Will Cloud Computing Upend The Consulting Business?
Blaise Zerega is counting the days. Cloud computing presents a day of reckoning for traditional software. Some like Salesforce.com will make the cut. Others, like SAP and Oracle... well, there's still time for them to change their ways. But what about consultants? The high-priced service arms of software and hardware firms? Will they be spared the grim reaper?
At last week's Structure '08 conference, Zach Nelson, CEO of NetSuite, let slip a sobering view on the future for systems integrators.
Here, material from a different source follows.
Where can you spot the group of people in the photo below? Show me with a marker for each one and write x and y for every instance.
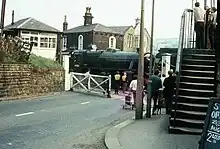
(205, 19)
(157, 84)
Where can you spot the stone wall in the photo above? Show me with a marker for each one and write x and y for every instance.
(23, 80)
In a presentation about the impact of cloud computing on the mid-market, Nelson spoke of what it would mean to service firms. He said that typical mid-market customers are accustomed to paying 1-3x the price of a software license for consulting/systems integration work. So, for a $75,000 software license, the customer would pay between $75,000 and $225,000 in services. And while pricey, the numbers are so big that none of it is surprising.
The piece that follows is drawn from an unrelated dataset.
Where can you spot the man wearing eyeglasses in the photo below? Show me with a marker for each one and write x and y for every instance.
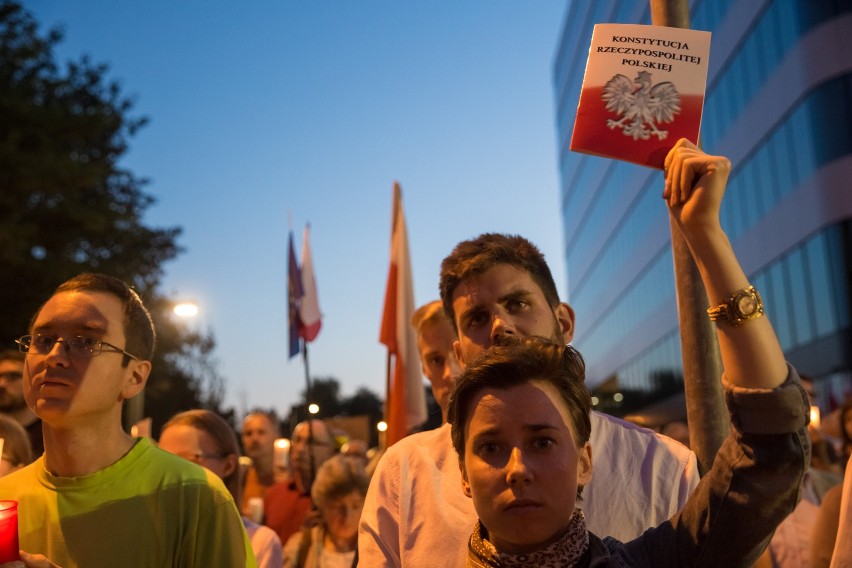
(98, 497)
(288, 503)
(12, 402)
For a customer paying $25,000 for a cloud computing license, the rule about service costs following the 1-3x license fee formula breaks down, however. When using smaller numbers the notion of paying $75,000 in services when paying only $25,000 for software will strike many customers as outrageous. A new cost formula is needed.
But finding it won't be easy. Because an application resides in the cloud, people often think that it will work magically with other cloud-based programs. Not true at all, says Nelson. In fact, tying together cloud-based applications can be more difficult than getting traditional server-based apps to work together.
Caught in the middle of this squeeze will be systems integrators who, if they cling to the 1-3x formula, may be asked to provide the equivalent of $225,000 worth of services for $75,000 -- ouch. Hardware companies (think HP's purchase of EDS) and software makers with high-margin consulting arms, will also be pinched.